Réussir la culture du luffa dans un climat froid
Les luffas ne sont pas faciles à cultiver dans les régions aux étés courts. Si toutefois vous voulez tenter l’expérience, lisez plus loin. Photo: naturallivingideas.com
Par Larry Hodgson
La plupart des gens connaissent déjà l’éponge de luffa (on écrit aussi louffa, loufah et luffah, du mot arabe pour le fruit), largement utilisée comme outil de récurage dans la cuisine et comme exfoliant, à l’instar d’un gant de crin, dans la salle de bain, mais beaucoup semblent croire que cette éponge pousse sous la mer. Ainsi, ils confondent le luffa avec la véritable éponge, qui est effectivement un animal multicellulaire aquatique qui est récolté et séché pour la vente commerciale.
Le luffa ou éponge végétale est plutôt l’intérieur séché d’un fruit qui pousse sur une plante grimpante de la famille des courges (Cucurbitacées). Il existe deux espèces couramment cultivées à cette fin: le luffa angulaire (Luffa acutangula), qui a un fruit avec des côtes proéminentes, et le luffa lisse (L. aegyptiaca), à la peau lisse et qui, en fait, ressemble beaucoup à un concombre.
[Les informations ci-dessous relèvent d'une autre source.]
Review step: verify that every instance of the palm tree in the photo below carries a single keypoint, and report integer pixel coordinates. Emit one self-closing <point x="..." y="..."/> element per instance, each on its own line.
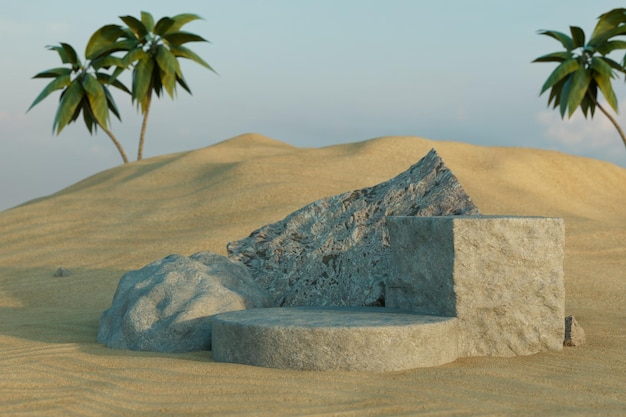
<point x="84" y="90"/>
<point x="585" y="68"/>
<point x="153" y="51"/>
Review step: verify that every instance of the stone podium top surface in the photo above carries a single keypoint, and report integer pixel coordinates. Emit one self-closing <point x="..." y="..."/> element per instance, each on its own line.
<point x="328" y="317"/>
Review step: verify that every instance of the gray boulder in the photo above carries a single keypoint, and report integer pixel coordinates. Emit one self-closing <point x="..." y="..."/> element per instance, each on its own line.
<point x="167" y="305"/>
<point x="335" y="251"/>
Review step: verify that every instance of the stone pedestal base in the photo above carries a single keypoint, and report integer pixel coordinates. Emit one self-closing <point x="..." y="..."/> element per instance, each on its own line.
<point x="502" y="277"/>
<point x="339" y="338"/>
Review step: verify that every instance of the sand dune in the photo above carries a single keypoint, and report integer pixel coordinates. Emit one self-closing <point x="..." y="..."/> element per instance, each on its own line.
<point x="131" y="215"/>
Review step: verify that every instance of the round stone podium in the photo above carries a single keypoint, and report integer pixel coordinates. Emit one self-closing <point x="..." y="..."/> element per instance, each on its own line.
<point x="334" y="338"/>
Le deuxième est probablement le plus populaire dans les jardins.
Une autre chose que la plupart d’entre nous ne savent pas sur les luffas est que, lorsqu’ils sont récoltés immatures, comme vous le feriez pour un concombre, les fruits sont comestibles et sont des légumes populaires dans de nombreuses cuisines asiatiques et africaines.
Cultiver des luffas sous un climat froid
Lectrice Michèle m’a récemment demandé comment réussir les luffas au Québec, dans la zone de rusticité 4. Je lui ai plutôt suggéré de cultiver quelque chose d’autre… mais j’ai ensuite promis d’écrire plus longuement sur la culture en climat froid de ce légume exotique dans ce blogue. Et voilà que je remplis ma promesse.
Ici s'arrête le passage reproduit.